# NEW PROBLEM



## 94altimase (Sep 3, 2005)

ok so i bought this car not to long ago. when i went to change the oil it was straight black. After i replaced the oil and air filter i have alot of white smoke coming out of my muffler. does anyone know what this means?


----------



## nitestridar (Jun 29, 2002)

94altimase said:


> ok so i bought this car not to long ago. when i went to change the oil it was straight black.
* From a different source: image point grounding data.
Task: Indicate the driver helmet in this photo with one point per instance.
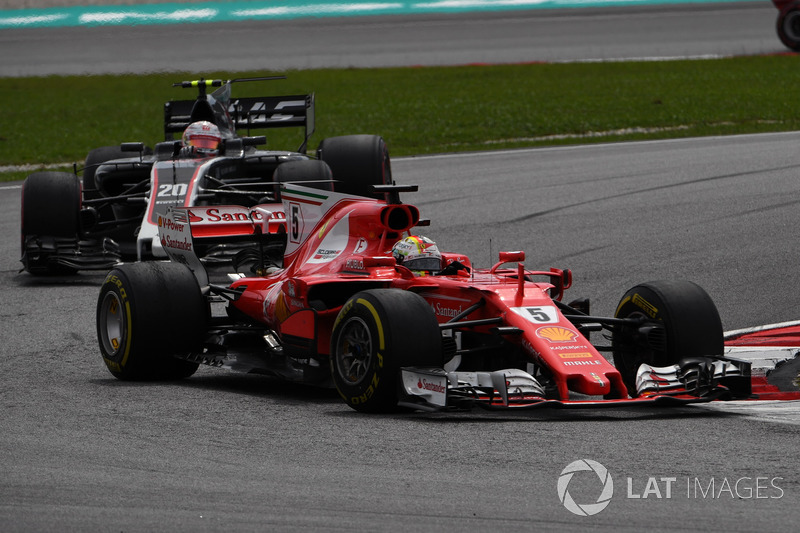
(202, 137)
(418, 253)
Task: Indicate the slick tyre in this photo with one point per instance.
(679, 320)
(358, 162)
(51, 204)
(147, 313)
(377, 332)
(788, 27)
After i replaced the oil and air filter i have alot of white smoke coming out of my muffler. does anyone know what this means?
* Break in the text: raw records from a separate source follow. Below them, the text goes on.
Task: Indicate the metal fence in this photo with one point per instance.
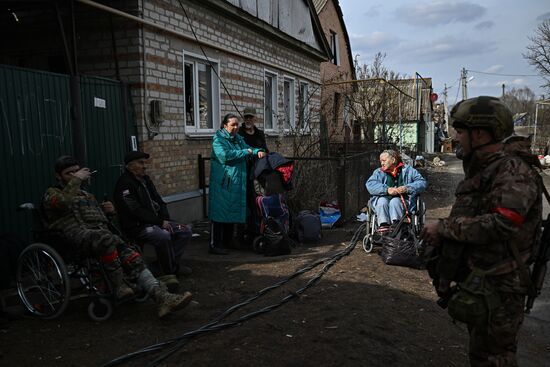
(35, 125)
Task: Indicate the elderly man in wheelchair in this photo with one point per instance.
(80, 220)
(394, 189)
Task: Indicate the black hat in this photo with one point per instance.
(133, 155)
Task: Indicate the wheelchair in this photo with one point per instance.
(46, 283)
(415, 220)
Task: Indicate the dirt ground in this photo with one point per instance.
(360, 313)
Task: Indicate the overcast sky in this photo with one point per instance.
(438, 38)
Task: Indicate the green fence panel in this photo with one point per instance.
(107, 134)
(35, 128)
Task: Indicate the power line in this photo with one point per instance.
(498, 74)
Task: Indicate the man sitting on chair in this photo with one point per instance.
(393, 186)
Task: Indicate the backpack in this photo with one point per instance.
(276, 240)
(308, 226)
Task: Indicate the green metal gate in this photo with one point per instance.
(35, 128)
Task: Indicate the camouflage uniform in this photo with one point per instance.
(498, 210)
(498, 203)
(78, 216)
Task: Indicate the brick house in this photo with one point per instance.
(187, 63)
(337, 74)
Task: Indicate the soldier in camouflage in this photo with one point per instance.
(497, 211)
(82, 221)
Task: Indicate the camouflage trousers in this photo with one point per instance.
(496, 344)
(111, 250)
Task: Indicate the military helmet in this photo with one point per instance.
(484, 112)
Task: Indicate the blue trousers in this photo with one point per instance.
(388, 210)
(168, 246)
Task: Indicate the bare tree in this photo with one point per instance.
(538, 52)
(521, 100)
(376, 102)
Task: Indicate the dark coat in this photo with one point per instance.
(134, 204)
(256, 140)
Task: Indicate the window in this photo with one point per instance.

could be your head gaket... is it smoking all the time? idle and while driving


----------



## 94altimase (Sep 3, 2005)

it mostly smokes when i rev but after i'm driving u cant see any smoke unless i step on the gas hard. i checked the oil and i didn't see any coolant mixing with the oil and also check the spark plug wires and they didn't have any coolant in them as well.


----------



## mrnoname (Feb 24, 2005)

make sure you didnt put too much oil in... i made that mistake once. smoked from the gas station to a school a parked at and drained some of it outin there parking lot HAHAHA


----------



## 94altimase (Sep 3, 2005)

lol i was thinking that it may be sludge that could be doing that as well but not too sure. how do i flush my engine out?


----------



## rps180 (Aug 20, 2005)

Try checking your spark plugs and see how they look. If its normal, it should look greyish, brownish. White means water/coolant (headgasket or head cracked). Sooty black means fuel (injectors or regulator). Sludgy black means oil (piston rings or valves).
If the smoke is white, and only smokes while the engine is warming up, then thats normal. Keep smoking white means you got water getting into the combustion chamber. Blue means oil is getting in. Black means it running really rich.


----------



## 94altimase (Sep 3, 2005)

its just white smoke what i also have a ticking sound and i have heard alot of people say its because of a tensioner. what i was thinking bout doing it just getting a whole new motor. i was wondering though if the new altima 2.5 motors would fit and would it be better to go with or just replace it with the same one?


----------



## rps180 (Aug 20, 2005)

It would just be better to replace it with the same one. It will be a very expensive upgrade to swap out the motor with the QR25DE in the newer Altimas. Also, the newer engines are not without its own problems.

Considering the problems that are arising now, you might actually spend more trying to fix the problems than swapping out the engine with a new one.


----------